Tenéis que venir a verla | Crítica

La música de la vida

Irene Escolar, Vito Sanz, Francesco Carril y Itsaso Arana en una imagen del filme.

Irene Escolar, Vito Sanz, Francesco Carril y Itsaso Arana en una imagen del filme.

Si no fuera porque también es una película generacional sobre la vida y el cine, se diría que Tenéis que venir a verla es un pretexto para reunir a los amigos (Arana, Sanz, Carril, Escolar) y filmar la música (Chano Domínguez, en una hermosa secuencia de arranque), redoblar el sentido de un puñado de canciones o citar pasajes y poemas de autores de referencia (Peter Sloterdijk, Olvido García Valdés).

Dos parejas de amigos treintañeros se reencuentran en torno a una mesa, unas copas de vino y un concierto de jazz para departir sobre las circunstancias y el tiempo, sobre sus proyectos de vida, ahora separados entre la ciudad y el campo: ¿es Madrid aún un lugar habitable para ellos o es mejor marcharse fuera y formar una familia?, ¿se puede cambiar realmente de vida? Tras la despedida, un paseo a dos por la noche urbana sirve de pretexto para una nueva música melancólica y misteriosa de Bill Frisell. Ya en el piso, la palabra y los silencios vuelven a dar forma a los temas: aferrarse a ese presente eterno o afrontar el tránsito hacia otra etapa.
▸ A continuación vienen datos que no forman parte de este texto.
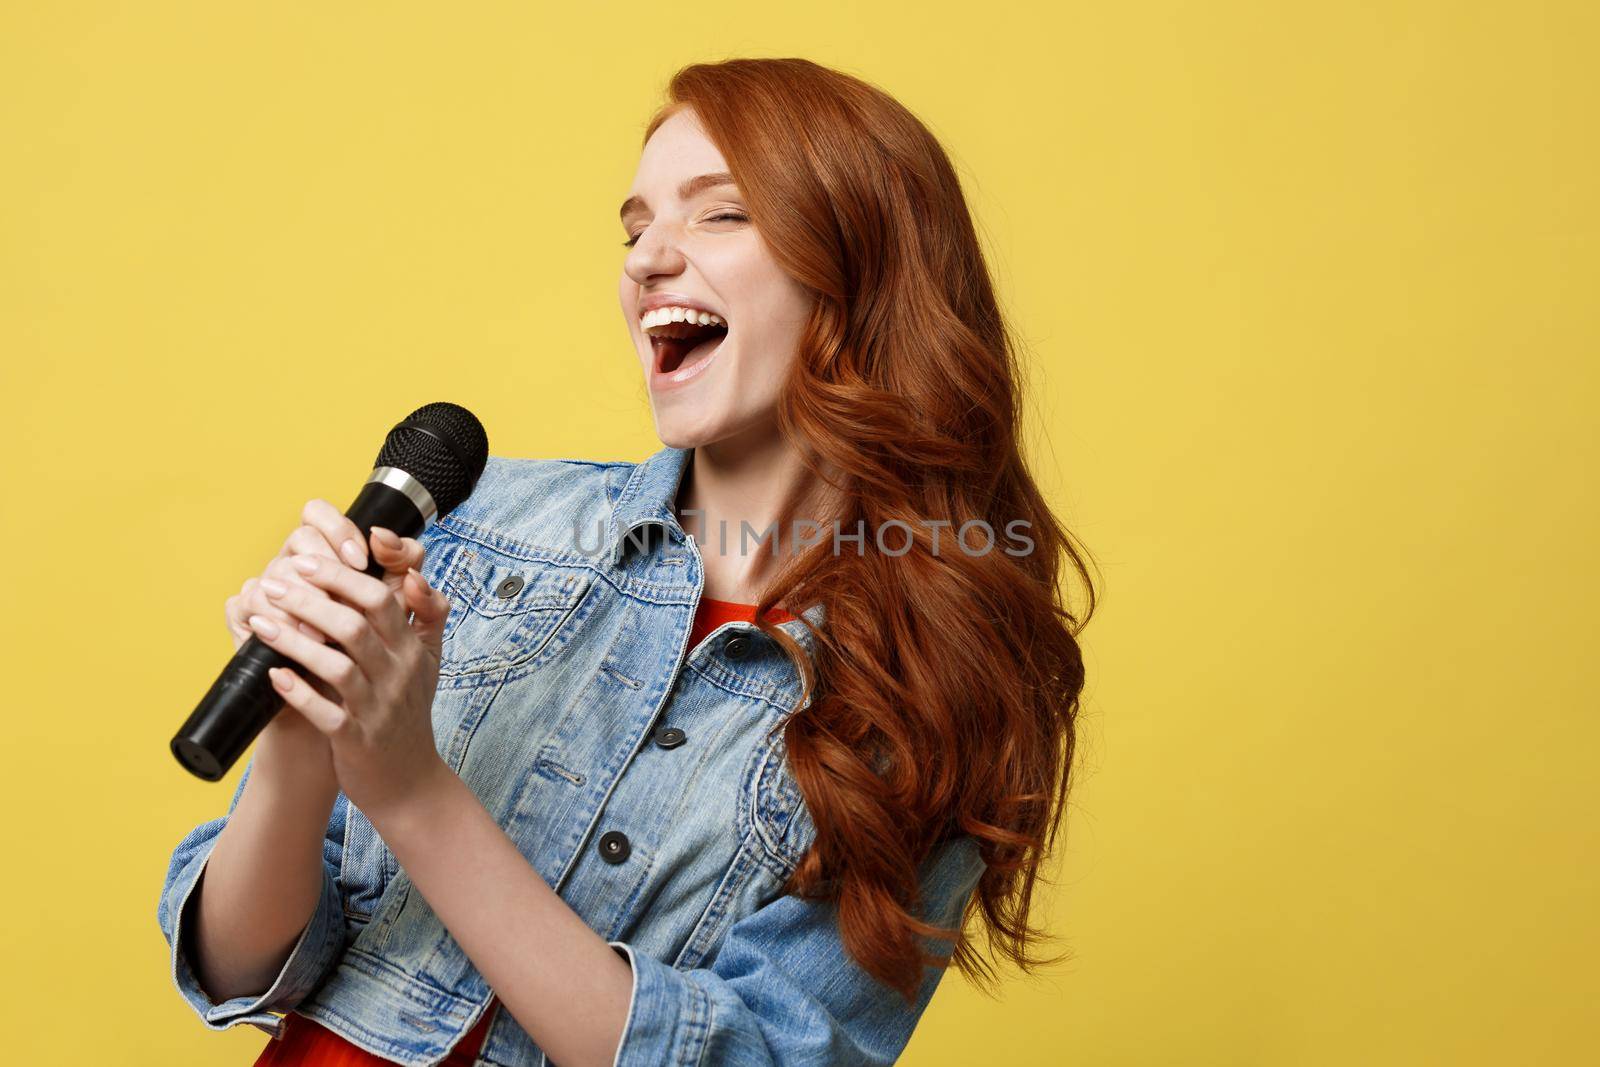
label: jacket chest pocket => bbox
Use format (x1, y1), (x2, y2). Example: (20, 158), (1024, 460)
(438, 547), (596, 676)
(744, 729), (817, 880)
(670, 728), (818, 971)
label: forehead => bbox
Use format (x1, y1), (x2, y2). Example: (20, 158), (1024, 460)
(629, 109), (730, 192)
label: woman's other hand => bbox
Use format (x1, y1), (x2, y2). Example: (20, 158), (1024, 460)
(246, 554), (453, 819)
(224, 498), (426, 651)
(222, 499), (427, 761)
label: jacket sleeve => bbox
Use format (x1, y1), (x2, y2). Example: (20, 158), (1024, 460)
(607, 835), (987, 1067)
(155, 755), (351, 1037)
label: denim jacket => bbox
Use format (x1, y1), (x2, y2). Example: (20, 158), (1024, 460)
(157, 444), (986, 1066)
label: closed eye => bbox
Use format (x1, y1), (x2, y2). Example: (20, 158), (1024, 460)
(622, 212), (749, 249)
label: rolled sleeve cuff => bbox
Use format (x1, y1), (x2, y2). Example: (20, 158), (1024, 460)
(168, 844), (348, 1039)
(607, 940), (713, 1067)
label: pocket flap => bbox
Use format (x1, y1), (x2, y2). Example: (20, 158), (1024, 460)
(440, 547), (596, 674)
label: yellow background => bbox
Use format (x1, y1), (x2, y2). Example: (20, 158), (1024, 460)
(2, 3), (1594, 1063)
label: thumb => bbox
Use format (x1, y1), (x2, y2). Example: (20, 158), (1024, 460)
(371, 527), (425, 593)
(404, 567), (451, 657)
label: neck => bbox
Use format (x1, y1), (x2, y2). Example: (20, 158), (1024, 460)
(676, 423), (830, 603)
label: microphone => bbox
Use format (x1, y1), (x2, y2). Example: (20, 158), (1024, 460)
(170, 402), (489, 782)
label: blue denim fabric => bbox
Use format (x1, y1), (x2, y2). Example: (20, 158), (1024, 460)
(157, 445), (986, 1066)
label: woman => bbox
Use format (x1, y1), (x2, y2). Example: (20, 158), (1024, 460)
(157, 57), (1095, 1067)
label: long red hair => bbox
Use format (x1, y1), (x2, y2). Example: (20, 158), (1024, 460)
(642, 58), (1098, 999)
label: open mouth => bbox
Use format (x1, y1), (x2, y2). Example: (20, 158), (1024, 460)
(649, 318), (729, 377)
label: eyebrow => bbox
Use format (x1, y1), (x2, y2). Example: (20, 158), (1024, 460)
(619, 172), (739, 222)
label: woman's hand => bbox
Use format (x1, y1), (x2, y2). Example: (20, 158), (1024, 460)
(224, 498), (426, 653)
(244, 551), (454, 819)
(224, 499), (427, 758)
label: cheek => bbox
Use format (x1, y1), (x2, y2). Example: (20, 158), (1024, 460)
(723, 334), (797, 419)
(755, 307), (808, 384)
(725, 322), (797, 392)
(729, 278), (810, 369)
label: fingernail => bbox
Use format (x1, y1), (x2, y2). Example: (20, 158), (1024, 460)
(372, 526), (398, 543)
(340, 539), (365, 567)
(292, 555), (320, 574)
(261, 578), (288, 598)
(248, 614), (280, 638)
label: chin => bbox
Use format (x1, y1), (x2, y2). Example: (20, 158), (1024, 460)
(650, 411), (724, 450)
(650, 407), (784, 453)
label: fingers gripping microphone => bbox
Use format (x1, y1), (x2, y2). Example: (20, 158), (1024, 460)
(170, 402), (489, 782)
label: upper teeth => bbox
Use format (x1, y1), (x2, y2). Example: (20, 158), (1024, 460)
(640, 306), (726, 331)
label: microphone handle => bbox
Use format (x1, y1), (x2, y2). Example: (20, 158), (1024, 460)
(170, 476), (432, 781)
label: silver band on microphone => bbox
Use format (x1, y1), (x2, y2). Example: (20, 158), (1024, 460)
(367, 466), (438, 526)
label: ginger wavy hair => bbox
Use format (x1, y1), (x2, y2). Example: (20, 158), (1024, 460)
(642, 58), (1098, 999)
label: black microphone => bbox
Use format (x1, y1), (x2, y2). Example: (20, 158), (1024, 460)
(170, 401), (489, 782)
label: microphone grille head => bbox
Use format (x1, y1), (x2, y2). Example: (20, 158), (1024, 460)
(375, 402), (489, 515)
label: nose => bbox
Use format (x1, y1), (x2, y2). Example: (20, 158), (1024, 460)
(623, 220), (687, 286)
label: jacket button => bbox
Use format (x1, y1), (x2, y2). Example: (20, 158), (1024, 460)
(597, 830), (631, 864)
(722, 634), (753, 660)
(494, 575), (524, 598)
(653, 725), (687, 750)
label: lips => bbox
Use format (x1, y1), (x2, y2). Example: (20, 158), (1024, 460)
(644, 303), (729, 379)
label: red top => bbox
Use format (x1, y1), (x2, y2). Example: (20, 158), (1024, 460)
(255, 1007), (497, 1067)
(254, 596), (793, 1066)
(686, 595), (795, 650)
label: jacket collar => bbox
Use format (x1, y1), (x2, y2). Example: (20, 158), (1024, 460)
(605, 445), (826, 660)
(605, 445), (693, 569)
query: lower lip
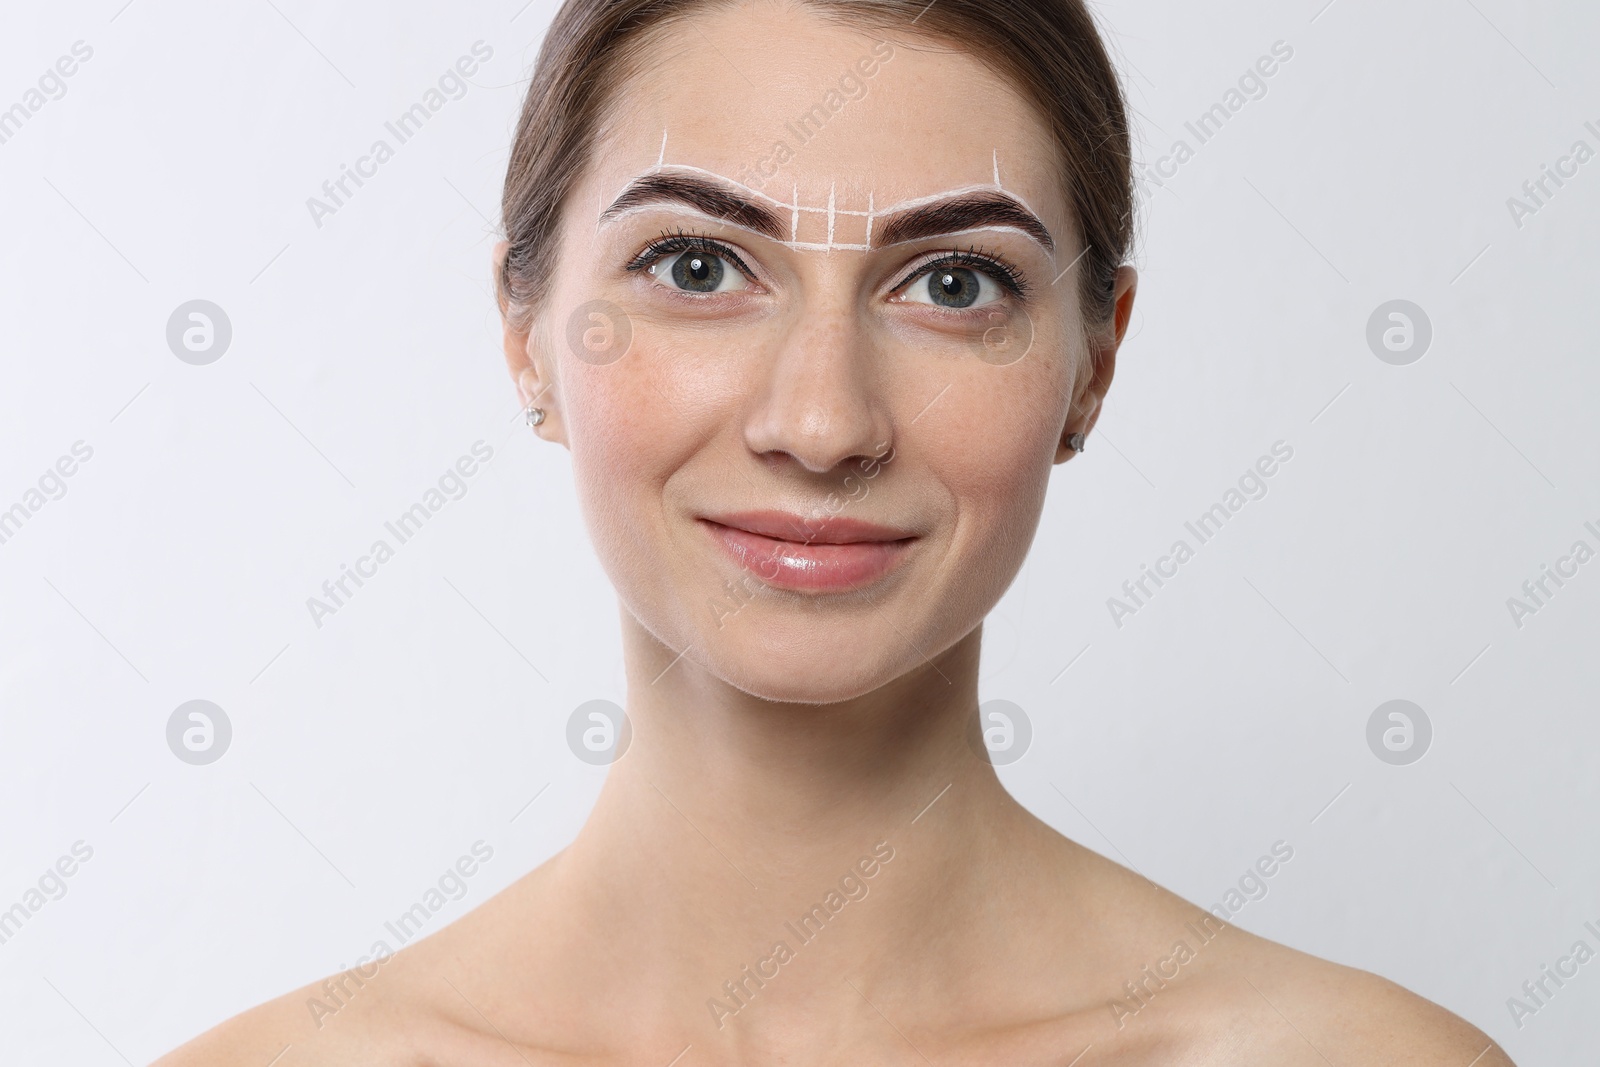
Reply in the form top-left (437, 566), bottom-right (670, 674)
top-left (700, 520), bottom-right (915, 592)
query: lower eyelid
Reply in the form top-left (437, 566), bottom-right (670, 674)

Trueba agujerea con suavidad su relato y nos traslada seis meses después, esta vez ya en esa casa a la que tenían que ir. En el tren suena Let’s move to the country de Bill Callahan que, como en aquel primer largo suyo, también parece hablar de los personajes. Ya en el hogar de los amigos, la calidez de la luz, el espacio y el entorno invitan a la escucha, el descubrimiento, a la confesión y la conversación, al encuentro con la filosofía de sobremesa antes de un último paseo. Los gestos sencillos, un naturalismo naif y entrecortado y un cierto aire de comedia involuntaria se imponen en un filme cuyas ideas mutan en nuevas capas y pequeños movimientos.

Reunión de amigos y cómplices, autorretrato colectivo de frustraciones, contradicciones, deseos, anhelos y utopías generacionales, Tenéis que venir a verla revela in extremis su propia materia en un epílogo kiarostamiano en Súper 8 en el que el cambio de texturas y el contraplano del proceso devuelven el reflejo de un cine artesanal y libre que se sabe esbozo, tanteo, juego abierto en el que hacer partícipes tanto a los que lo hacen como a los que lo vemos y oímos. Objetivo cumplido en apenas 64 gozosos minutos.